If a picture says a thousand words, what do retweets say?

If they are related to President Donald Trump’s Twitter feed, they can rapidly become an international news story about the state of the Oval Office – which he is degrading and devaluing by the day.

The President lives in a social media bubble of his own making.

Read more: Trump attacks May for speaking out against his Britain First re-tweet

When the Democrats push back on his policies, he tweets. When Republicans won’t cooperate with his agenda, he tweets. When the media dare to report on his movements – without hesitation, he tweets.

It is no surprise that major campaign promises from the President – like repealing the Affordable Care Act – have yet to get off the ground. To do so would require engaging with people in the real world, not just the 45 people he follows on Twitter.

His no-holds-barred attitude towards expressing himself on the platform has fluctuated between amusing and dangerous over the past two years – but any smidgen of joy gleaned from watching him ruffle feathers or take on the status quo has been thoroughly overridden by the problems this habit has wrought.

It is extremely unlikely that Trump knew of Britain First three days ago, of its reputation in the UK and its horrible link to the murder of Jo Cox MP last year. But without adequate oversight of his online activity, videos from the group’s deputy leader ended up on Trump’s Twitter feed, giving the oxygen of publicity to violent and misleading garbage.

This is not simply a display of gross negligence from the Trump administration. It also reveals how low the President will sink to pursue his confirmation bias.

Wherever Trump can find or stir up anti-immigration or anti-diversity sentiment, he does so, with little concern for the consequences.

He has called Mexicans “murderers” and “rapists”, attacked a fallen Muslim-American soldier’s family, berated a Mexican judge by linking his rulings to his ethnicity, and now has shared offensive videos which were made to cause fear and distrust of Muslim communities.

Maybe those videos are still on his Twitter feed because he’s too arrogant to admit his error – or maybe, just like in every previous example, it is the exact message he wants to promote.

How should the rest of the world respond? It is becoming meaningless to go through the usual process of shock, outrage, “this time it’s different”, repeat.

Calls to remove Trump from office for his brash behaviour remain unhelpful and extremely short-sighted. To impeach a president for his views, as unsavoury as they may be, would throw our democracy into chaos.

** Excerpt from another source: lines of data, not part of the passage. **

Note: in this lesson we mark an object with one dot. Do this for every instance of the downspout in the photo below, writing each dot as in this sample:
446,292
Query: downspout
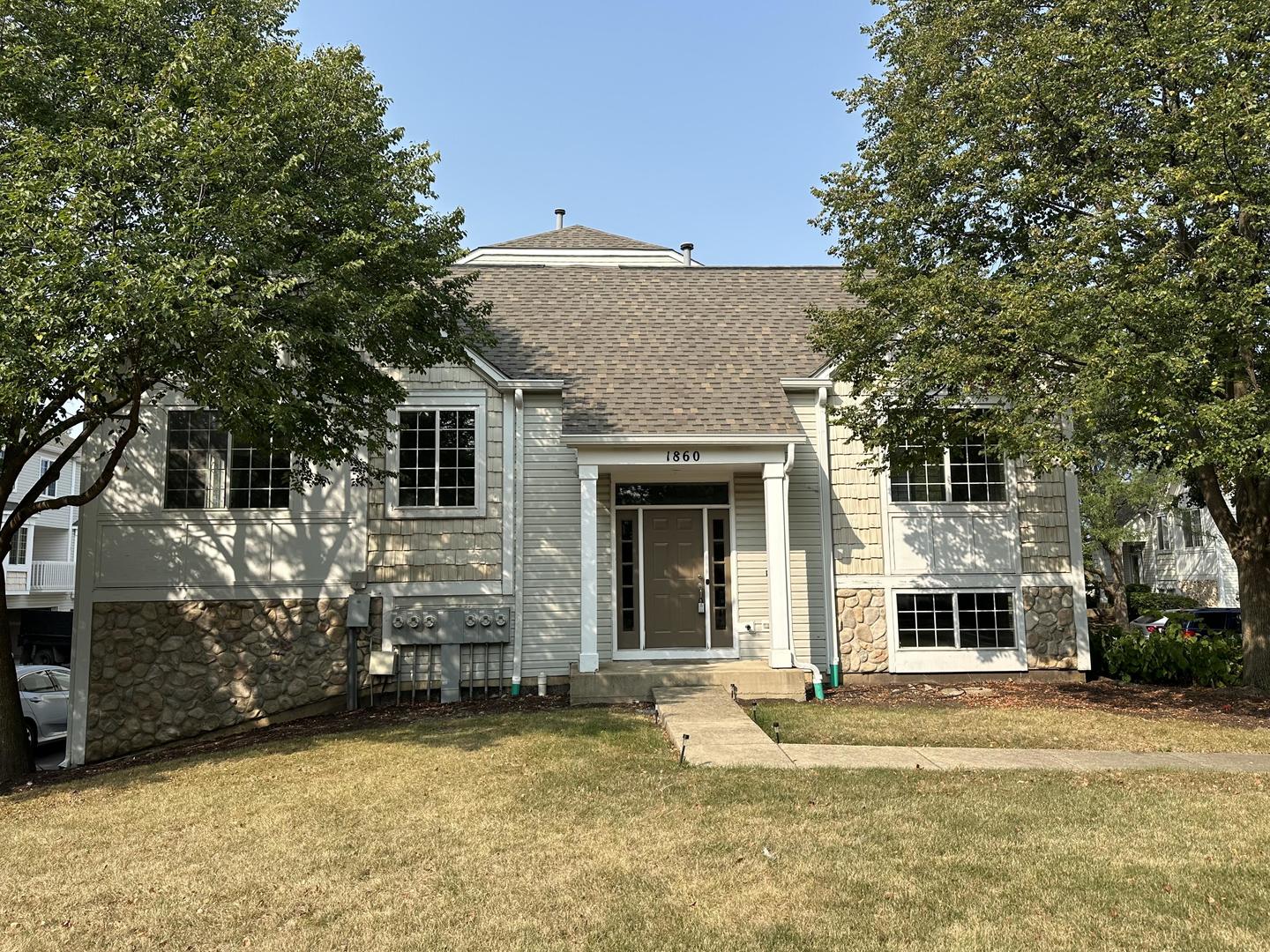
817,681
517,542
831,596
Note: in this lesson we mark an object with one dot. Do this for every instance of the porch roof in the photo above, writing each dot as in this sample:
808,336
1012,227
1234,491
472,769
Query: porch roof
676,351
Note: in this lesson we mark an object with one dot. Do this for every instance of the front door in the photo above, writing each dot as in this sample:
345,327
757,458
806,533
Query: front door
675,579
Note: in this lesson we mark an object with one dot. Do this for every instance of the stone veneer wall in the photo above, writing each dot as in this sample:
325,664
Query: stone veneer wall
863,629
1050,621
165,671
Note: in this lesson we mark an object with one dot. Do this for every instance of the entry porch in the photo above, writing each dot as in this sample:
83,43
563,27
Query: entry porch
621,682
687,564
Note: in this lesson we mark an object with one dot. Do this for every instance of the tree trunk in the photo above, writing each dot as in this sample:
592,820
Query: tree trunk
16,755
1117,589
1255,611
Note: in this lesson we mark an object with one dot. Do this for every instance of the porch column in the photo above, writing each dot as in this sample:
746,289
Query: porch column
778,564
588,659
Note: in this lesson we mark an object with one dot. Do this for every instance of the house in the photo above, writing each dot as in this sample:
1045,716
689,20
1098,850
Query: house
40,570
1181,550
639,481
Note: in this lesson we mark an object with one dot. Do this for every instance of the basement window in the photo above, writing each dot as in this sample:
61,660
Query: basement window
958,620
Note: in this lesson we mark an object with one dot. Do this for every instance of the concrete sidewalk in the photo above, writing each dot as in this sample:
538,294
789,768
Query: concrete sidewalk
721,734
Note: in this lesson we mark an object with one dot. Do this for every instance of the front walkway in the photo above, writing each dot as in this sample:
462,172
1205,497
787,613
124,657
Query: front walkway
719,734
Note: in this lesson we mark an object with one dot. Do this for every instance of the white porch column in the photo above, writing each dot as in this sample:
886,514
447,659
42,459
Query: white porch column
588,658
778,564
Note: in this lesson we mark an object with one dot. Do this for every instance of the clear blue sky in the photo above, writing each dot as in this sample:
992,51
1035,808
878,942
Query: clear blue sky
669,122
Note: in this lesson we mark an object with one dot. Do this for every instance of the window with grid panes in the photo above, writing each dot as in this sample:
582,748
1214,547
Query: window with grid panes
958,620
437,458
207,470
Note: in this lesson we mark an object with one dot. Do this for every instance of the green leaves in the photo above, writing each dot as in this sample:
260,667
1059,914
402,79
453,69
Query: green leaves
1061,210
185,199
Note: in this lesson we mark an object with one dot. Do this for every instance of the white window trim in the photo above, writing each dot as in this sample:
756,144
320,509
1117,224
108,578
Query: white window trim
436,400
49,492
236,513
955,660
949,504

Instead, dissenting voices in the US – especially within the Republican party – need to grow louder, and start providing alternative paths in this Trump-era. The President must continuously be challenged through the robust institutions we have – including Congress, the courts, and the free press.

Here in the UK, the cards are stacked differently. While Theresa May has been right to call out Trump’s retweets as “wrong”, she is also right to resist severing ties with one the UK’s strongest allies.

Perhaps the bells and whistles can be pulled from the state visit – like Trump’s opportunity to address Parliament – but one shouldn’t forget that far bigger offenders have sat down for tea with the Queen.

To allow Trump to ruin the special relationship would be to give him far too much power and credit. Communication and cooperation should continue between the two offices, regardless of how unpleasant it may personally be.

But for those of us who do not have the direct weight of trade relations on our shoulders, we should not hold back from voicing our concerns and dissent in every peaceful way we know how.